Aufgrund der hohen Prävalenz und einem Erkrankungsgipfel in der späten Adoleszenz und dem jungen Erwachsenenalter muss bei allgemeiner Abgeschlagenheit, Fieber und Pharyngitis mit Lymphadenopathie an das Vorliegen einer IM gedacht werden. Die bedeutsame Unterscheidung von akuter oder abgelaufener EBV-Infektion lässt sich am besten mit serologischen Testmethoden erreichen. Jedoch ist bei serologischem Verdacht auf eine akute EBV-Infektion auch die aberrante Konstellation von negativen EBNA-1-Antikörpern in Betracht zu ziehen (ca. 10% der Fälle), wodurch eine frische Infektion vorgetäuscht werden kann und sich erhebliche Konsequenzen, wie z. B. prolongiertes Trainingsverbot für den Athleten ergeben können. Diese aberranten Konstellationen treten bei Athleten und Normalpersonen gleich häufig auf, bedürfen aber einer eindeutigen serologischen Diagnose, um Fehlbefunde zu vermeiden. Der Nachweis von VCA-IgM ist nicht eindeutig und daher diagnostisch nicht sinnvoll. Die deutliche Positivität von mindestens einem der späten Marker kann als Ausschluss einer akuten EBV-Infektion gewertet werden. Fehlen bei Seropositivität beide späten Antikörper, so gilt der Nachweis früher Antikörper als Hinweis auf eine frische Infektion. Bei Bedarf sollte die Diagnostik durch die Aviditätsbestimmung ergänzt werden.

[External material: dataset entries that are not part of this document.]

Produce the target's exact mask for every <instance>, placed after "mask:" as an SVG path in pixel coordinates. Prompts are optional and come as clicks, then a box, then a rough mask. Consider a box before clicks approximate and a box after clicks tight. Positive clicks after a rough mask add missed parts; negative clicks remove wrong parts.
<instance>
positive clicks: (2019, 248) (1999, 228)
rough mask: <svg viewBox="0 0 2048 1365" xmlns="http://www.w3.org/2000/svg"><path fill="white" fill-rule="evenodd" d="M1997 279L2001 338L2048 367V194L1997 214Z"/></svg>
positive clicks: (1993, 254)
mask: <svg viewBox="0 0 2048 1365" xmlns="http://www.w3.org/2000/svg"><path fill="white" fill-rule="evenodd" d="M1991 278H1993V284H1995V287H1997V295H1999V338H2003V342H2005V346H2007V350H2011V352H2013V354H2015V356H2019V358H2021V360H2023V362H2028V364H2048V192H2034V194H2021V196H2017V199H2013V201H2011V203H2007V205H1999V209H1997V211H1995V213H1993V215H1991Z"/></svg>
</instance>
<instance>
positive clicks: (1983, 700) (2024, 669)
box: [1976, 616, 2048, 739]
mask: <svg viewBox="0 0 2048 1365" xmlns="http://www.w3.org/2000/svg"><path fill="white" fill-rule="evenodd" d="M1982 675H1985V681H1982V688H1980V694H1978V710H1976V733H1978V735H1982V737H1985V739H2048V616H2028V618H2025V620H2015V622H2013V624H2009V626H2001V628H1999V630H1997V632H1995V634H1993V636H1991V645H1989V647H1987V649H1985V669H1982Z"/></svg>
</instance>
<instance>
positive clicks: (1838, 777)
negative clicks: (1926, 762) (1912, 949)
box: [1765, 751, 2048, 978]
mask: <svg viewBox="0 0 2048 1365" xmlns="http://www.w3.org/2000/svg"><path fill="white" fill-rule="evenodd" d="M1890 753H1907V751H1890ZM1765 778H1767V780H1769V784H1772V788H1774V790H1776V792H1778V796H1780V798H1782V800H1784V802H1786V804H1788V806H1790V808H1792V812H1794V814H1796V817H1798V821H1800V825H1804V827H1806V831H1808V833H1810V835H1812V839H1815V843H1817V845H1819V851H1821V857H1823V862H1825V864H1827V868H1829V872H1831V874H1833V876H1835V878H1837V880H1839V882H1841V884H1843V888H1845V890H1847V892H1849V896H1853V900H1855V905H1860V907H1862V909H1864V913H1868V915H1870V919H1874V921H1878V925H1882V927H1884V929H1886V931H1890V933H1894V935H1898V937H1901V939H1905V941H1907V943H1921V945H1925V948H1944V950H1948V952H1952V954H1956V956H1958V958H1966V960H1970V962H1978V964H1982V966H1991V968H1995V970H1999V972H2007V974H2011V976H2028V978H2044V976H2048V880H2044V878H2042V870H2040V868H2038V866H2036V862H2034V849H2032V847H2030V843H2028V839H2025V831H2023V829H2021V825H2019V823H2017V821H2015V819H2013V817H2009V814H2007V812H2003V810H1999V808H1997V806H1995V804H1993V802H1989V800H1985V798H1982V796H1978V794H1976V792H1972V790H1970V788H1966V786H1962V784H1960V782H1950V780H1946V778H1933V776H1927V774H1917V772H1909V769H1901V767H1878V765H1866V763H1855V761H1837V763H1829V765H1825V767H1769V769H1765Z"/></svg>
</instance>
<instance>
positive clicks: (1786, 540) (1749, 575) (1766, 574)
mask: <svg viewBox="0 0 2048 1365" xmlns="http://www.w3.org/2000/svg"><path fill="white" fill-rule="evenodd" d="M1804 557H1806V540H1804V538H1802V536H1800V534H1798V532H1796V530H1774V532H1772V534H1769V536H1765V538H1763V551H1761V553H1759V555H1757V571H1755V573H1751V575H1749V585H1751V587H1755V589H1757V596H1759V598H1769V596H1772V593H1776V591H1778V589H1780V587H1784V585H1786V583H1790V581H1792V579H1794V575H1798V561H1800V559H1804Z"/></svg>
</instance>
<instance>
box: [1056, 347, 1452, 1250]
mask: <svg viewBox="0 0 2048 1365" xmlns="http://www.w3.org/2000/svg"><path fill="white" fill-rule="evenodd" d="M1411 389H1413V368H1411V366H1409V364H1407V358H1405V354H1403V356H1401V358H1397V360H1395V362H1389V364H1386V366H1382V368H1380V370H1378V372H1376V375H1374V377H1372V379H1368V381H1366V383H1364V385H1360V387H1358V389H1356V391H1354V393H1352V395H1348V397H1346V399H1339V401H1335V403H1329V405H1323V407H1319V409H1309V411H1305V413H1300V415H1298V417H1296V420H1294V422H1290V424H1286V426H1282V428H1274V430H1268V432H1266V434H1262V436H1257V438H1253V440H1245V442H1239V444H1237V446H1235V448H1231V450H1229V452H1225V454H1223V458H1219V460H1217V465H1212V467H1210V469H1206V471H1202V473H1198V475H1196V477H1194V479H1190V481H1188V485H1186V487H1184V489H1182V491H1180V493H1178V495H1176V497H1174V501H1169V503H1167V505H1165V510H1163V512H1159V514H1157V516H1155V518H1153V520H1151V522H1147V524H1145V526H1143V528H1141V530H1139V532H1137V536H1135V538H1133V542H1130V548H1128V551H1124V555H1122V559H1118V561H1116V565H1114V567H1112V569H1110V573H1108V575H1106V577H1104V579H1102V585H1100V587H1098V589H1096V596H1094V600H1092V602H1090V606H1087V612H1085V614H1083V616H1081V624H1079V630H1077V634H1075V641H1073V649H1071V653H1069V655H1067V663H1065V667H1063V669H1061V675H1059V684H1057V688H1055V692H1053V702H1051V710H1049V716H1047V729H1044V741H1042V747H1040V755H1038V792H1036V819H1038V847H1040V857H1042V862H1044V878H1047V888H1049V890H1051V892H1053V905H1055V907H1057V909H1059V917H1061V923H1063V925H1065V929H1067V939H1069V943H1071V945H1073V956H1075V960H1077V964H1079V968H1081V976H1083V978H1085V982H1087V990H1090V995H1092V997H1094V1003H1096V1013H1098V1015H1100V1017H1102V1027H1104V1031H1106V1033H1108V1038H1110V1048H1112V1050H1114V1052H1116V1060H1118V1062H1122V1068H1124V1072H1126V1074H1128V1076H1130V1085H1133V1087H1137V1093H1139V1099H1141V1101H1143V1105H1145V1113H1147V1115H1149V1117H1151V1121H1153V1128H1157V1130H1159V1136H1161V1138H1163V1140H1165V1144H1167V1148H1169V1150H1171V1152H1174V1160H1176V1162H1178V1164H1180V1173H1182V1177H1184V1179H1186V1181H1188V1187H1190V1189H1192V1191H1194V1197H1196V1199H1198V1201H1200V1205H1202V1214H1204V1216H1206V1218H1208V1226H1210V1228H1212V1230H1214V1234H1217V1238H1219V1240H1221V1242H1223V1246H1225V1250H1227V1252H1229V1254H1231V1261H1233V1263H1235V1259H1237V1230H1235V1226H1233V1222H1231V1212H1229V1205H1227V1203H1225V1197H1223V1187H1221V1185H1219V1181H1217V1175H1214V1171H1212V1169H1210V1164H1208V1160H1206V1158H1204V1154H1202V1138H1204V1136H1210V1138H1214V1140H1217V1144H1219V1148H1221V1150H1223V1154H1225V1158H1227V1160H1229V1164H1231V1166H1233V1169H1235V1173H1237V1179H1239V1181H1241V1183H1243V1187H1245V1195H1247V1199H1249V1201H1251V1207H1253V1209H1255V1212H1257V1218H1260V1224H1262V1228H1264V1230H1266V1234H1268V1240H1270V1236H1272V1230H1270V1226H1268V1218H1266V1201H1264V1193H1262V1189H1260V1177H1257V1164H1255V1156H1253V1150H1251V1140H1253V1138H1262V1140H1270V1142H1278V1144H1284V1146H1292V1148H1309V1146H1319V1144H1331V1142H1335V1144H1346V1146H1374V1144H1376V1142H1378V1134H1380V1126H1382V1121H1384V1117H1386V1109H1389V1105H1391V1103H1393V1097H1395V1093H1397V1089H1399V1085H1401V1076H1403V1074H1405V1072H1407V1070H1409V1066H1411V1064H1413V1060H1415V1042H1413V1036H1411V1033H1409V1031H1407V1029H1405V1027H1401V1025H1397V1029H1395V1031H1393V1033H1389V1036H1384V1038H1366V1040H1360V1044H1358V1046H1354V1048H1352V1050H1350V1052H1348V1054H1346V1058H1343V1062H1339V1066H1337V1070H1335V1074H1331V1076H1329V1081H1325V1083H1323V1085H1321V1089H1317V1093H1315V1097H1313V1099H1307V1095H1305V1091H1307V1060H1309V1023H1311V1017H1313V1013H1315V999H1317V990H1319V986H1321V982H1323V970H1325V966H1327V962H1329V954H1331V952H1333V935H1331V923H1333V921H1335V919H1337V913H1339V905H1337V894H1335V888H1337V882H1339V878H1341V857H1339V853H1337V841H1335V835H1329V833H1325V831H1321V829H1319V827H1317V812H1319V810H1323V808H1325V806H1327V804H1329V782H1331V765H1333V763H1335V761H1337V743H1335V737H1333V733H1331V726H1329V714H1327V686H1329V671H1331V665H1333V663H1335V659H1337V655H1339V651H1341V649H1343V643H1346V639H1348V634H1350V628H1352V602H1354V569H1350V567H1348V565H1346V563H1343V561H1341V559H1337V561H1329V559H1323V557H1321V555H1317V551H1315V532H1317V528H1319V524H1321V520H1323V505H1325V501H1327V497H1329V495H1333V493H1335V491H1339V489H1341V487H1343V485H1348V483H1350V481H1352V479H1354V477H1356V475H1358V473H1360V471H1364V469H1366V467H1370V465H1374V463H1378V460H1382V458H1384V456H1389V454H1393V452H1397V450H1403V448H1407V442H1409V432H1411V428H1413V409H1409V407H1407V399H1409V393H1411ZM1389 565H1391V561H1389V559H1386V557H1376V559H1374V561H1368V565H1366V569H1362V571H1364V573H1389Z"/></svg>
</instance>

Im Allgemeinen ist im Leistungssport nicht von klinisch relevanten EBV-Reaktivierungen auszugehen, die nicht mit rezidivierenden Phasen einer EBV-Ausscheidung im Speichel gleichgesetzt werden dürfen. Ebenso handelt es sich bei verifizierten chronischen EBV-Infektionen um Raritäten. Dagegen kann nach EBV-Erstinfektion in wenigen Fällen eine prolongierte allgemeine Abgeschlagenheit bestehen, die sich negativ auf die Aktivität und die körperliche Leistungsfähigkeit auswirken kann. Entsprechend ist nach eindeutiger Diagnose mit symptomatischer Therapie eine differenzierte ärztliche Beurteilung notwendig, bevor Athleten wieder mit körperlichem Training beginnen, was in der Regel frühestens ca. 2-3 Wochen nach Beginn der Symptome möglich ist, bei Kontaktsportarten nach ca. 4 Wochen.

Angaben zu finanziellen Interessen und Beziehungen, wie Patente, Honorare oder Unterstützung durch Firmen: Keine.